# The machine learning commands “Train”, “Predict” and “Cluster” explained based on a practical example

**Part 1 – “Train” and “Predict”** in “ACL™ Robotics”

In this blog post we show you two examples of methods by which the analysis software “ACL™ Robotics” - previously known as “ACL™ Analytics” - of the software manufacturer Galvanize makes it possible to implement machine learning. For expert users: Both supervised and unsupervised learning approaches are supported. “ACL™ Robotics” is a software solution which has already been assisting the manual and automated analysis of large amounts of data for many years. Besides having a variety of interfaces to e.g. SAP (via “SAP Connector”), Salesforce, Google Hive, Amazon Redshift, Outlook, PDF imports or any ODBC data sources desired, an automated script language helps to automate the sequence of analytic steps.
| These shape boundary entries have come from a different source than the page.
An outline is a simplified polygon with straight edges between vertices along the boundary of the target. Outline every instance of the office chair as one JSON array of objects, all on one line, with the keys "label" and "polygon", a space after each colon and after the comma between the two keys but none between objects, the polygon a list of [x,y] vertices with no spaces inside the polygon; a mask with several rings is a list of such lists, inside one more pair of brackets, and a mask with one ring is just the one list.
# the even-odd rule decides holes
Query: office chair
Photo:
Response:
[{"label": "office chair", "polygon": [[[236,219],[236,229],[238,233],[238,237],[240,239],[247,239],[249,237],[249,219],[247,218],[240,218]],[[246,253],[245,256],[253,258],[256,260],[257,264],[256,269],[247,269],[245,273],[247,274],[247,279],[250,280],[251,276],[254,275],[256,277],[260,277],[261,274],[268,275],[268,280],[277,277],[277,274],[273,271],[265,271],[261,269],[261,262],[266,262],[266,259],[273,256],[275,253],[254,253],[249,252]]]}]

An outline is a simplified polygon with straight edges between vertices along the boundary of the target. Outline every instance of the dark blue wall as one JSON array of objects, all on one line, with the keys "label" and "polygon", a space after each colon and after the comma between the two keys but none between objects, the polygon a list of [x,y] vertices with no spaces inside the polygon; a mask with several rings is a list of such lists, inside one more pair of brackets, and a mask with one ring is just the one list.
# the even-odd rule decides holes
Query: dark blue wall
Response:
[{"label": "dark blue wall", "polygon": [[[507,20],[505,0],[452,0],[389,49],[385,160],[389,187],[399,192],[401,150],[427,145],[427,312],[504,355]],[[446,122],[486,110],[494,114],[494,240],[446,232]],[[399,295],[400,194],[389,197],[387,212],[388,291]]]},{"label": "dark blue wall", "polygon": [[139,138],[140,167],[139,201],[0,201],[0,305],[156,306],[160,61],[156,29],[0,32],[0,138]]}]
The software developer Galvanize allocates this to the field of RPA (Robotic Process Automation). Individual analytic steps are implemented by methods or commands, such as sorting, summarizing, joining and relating to name only a few. With Version 14 these analytic commands have been extended by three machine learning commands named as “Train”, “Predict” and “Cluster”. In this blog post we are familiarising you with the use of these three commands, taking specific examples from the world of business, such as forecasting return values and the clustering of customers combined with due dates for payment. For existing ACL users, we also offer the opportunity to download ACL projects with the examples, and thus be able to try out each method, step by step, for yourself.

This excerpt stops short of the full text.